Compare events of the same type (concerts, theater, sports):

  • Which venue performs better?
  • Which day of the week sells more?
  • Which price point works best?

Compare dates within one event

Use date mode to compare different show times:

  • Do weekend dates outperform weekdays?
  • Does the opening night sell better?
  • Which time slot has best show rate?

Next steps

  1. General metrics
  2. Orders list

Events or dates with zero sales don't appear in the comparison results. Make sure the events you're comparing have at least some sales.

Yes. The category filter is just to help you find events faster, but you can select and compare events from any category.

It represents the day of the event itself. So tickets sold at "0" are same-day purchases.

A low repeat rate isn't necessarily bad—it means you're attracting new customers. This is common for unique or one-time events. For recurring events, you'd expect higher repeat rates.

The comparison view is for visual analysis.
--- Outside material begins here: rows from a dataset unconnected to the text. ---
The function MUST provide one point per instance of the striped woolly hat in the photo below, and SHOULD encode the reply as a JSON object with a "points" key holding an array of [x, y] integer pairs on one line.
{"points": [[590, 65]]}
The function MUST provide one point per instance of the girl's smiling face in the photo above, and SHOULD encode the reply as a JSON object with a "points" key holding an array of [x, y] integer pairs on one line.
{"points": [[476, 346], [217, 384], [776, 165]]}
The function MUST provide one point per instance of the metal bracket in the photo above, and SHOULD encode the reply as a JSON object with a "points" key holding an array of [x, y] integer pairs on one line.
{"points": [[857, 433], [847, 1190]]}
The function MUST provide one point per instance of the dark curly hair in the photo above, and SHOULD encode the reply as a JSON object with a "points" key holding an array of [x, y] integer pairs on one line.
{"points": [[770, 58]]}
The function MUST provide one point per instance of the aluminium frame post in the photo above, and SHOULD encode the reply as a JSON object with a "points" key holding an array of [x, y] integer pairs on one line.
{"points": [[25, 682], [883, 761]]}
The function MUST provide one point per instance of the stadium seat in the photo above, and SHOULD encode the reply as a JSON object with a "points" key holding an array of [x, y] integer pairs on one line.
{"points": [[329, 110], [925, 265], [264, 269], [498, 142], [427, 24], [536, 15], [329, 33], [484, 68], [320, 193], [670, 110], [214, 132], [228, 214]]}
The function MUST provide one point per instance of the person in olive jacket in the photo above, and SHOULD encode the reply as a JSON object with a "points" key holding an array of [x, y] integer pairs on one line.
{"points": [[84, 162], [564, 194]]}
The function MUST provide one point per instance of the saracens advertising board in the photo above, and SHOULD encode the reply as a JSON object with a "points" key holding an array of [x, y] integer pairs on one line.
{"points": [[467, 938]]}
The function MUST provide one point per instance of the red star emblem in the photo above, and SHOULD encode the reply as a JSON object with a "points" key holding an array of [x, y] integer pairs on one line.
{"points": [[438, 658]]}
For exportable data, use the Purchases tab where you can filter by event and export to Excel/CSV.

Date comparison is useful when you have multi-date events and want to see which specific dates perform better (weekend vs weekday, afternoon vs evening, etc.).

It depends on your goals. 70-90% is generally healthy. Consistently selling out (100%) might mean you could charge more or use a bigger venue.